Rh sensitization can occur in an Rh(D)− mother during pregnancy with an Rh(D)+ fetus due to small amounts of fetal blood crossing the placenta and entering the maternal circulation. These erythrocytes are viewed as foreign by the maternal immune system and induce the production of anti-Rh(D) IgG antibodies. In subsequent pregnancies with an Rh(D)+ fetus, these antibodies cross the placenta and opsonize fetal erythrocytes, causing hemolysis. This results in a positive direct Coombs test (indicating autoimmune hemolysis), profound anemia, jaundice (possibly leading to kernicterus), and generalized edema (hydrops fetalis due to accumulation of interstitial fluid). The severe anemia also stimulates release of immature, nucleated erythrocytes and leads to persistent extramedullary hematopoiesis in the liver, spleen, and other tissues (hepatosplenomegaly).
(Choice A) Sickle cell anemia causes vasoocclusion due to abnormal hemoglobin polymerization. It is asymptomatic in the fetus/neonate due to high levels of fetal hemoglobin that are not replaced by hemoglobin S until age 3-12 months.
(Choice B) Fetuses with homozygous alpha-thalassemia (hemoglobin Barts) have no alpha globin chains and therefore form gamma-4 tetramers with very high oxygen affinity. The consequence is severe functional anemia and tissue hypoxia, which results in high-output heart failure and nonimmune hydrops fetalis (negative Coombs test).
(Choice D) Glucose-6-phosphate dehydrogenase deficiency can cause prolonged neonatal jaundice (beyond 2 weeks) due to increased erythrocyte breakdown and immaturity of the newborn liver. However, the associated anemia is rarely severe.

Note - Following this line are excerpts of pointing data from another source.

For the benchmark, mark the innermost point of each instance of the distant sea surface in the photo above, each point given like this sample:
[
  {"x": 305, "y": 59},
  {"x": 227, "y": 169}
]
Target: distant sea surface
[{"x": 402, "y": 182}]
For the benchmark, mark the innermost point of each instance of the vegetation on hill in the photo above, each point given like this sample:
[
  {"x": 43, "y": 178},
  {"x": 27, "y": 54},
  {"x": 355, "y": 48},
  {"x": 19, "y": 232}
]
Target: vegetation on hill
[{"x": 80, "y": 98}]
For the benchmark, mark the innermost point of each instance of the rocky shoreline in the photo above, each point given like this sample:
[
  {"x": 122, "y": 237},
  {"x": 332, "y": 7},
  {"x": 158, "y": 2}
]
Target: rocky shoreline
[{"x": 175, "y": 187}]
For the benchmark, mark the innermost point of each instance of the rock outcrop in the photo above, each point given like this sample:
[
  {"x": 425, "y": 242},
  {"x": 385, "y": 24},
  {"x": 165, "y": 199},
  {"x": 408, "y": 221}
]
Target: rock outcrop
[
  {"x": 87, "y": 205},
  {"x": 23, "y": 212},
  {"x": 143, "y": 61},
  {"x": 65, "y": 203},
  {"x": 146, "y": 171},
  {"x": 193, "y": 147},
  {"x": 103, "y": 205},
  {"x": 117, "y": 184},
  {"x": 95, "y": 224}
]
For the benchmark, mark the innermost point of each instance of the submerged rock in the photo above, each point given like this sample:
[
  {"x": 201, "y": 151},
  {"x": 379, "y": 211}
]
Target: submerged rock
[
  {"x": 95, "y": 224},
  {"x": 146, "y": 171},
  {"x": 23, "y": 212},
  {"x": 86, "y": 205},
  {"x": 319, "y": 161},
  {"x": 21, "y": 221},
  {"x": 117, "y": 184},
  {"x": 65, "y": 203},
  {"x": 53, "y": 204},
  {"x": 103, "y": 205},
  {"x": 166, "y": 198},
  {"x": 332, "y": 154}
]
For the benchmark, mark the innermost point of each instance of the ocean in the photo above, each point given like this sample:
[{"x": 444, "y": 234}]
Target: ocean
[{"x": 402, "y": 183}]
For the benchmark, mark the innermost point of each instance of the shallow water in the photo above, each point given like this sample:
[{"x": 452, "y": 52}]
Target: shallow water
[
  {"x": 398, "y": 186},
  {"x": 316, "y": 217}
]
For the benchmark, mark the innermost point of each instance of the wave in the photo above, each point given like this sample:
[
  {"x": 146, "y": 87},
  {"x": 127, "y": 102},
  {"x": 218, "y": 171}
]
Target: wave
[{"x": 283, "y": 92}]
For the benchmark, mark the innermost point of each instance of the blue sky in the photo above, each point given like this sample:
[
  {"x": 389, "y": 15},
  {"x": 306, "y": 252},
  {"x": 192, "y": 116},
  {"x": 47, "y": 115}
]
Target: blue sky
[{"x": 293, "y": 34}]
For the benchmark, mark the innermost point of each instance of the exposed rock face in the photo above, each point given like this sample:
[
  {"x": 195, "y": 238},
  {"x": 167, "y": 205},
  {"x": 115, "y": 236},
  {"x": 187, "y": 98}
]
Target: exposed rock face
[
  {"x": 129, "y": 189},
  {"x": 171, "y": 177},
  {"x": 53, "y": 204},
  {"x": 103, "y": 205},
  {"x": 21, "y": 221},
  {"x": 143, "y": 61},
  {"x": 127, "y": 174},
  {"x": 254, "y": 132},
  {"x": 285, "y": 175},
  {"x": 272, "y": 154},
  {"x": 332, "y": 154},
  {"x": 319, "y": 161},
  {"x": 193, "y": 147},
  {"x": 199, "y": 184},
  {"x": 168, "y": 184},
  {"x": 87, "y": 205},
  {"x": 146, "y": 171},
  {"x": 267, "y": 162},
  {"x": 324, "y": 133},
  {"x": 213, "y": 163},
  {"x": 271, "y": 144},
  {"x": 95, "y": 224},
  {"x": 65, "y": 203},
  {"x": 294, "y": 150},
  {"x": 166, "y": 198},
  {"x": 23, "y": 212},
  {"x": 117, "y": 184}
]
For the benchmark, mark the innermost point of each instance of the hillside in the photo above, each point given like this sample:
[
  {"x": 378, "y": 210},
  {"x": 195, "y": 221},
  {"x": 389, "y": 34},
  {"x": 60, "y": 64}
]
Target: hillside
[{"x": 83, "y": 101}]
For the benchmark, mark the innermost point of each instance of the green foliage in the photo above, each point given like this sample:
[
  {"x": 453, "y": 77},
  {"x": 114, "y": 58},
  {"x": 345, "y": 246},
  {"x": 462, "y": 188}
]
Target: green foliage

(Choice E) Infants are born with an immature immune system; their humoral defense during the first 6 months of life comes primarily from maternal circulating IgG that is received transplacentally prior to birth and from mucosal IgA received via breastfeeding. Therefore, fetal antibody-mediated red blood cell lysis is an unlikely etiology.
Educational objective:
Hemolytic disease of the newborn most commonly occurs from maternal sensitization to Rh antigens during a prior pregnancy with an Rh(D)+ fetus. In subsequent Rh(D)+ pregnancies, maternal anti-Rh(D) IgG antibodies cross the placenta and cause a severe autoimmune hemolytic anemia in the fetus and life-threatening hydrops fetalis.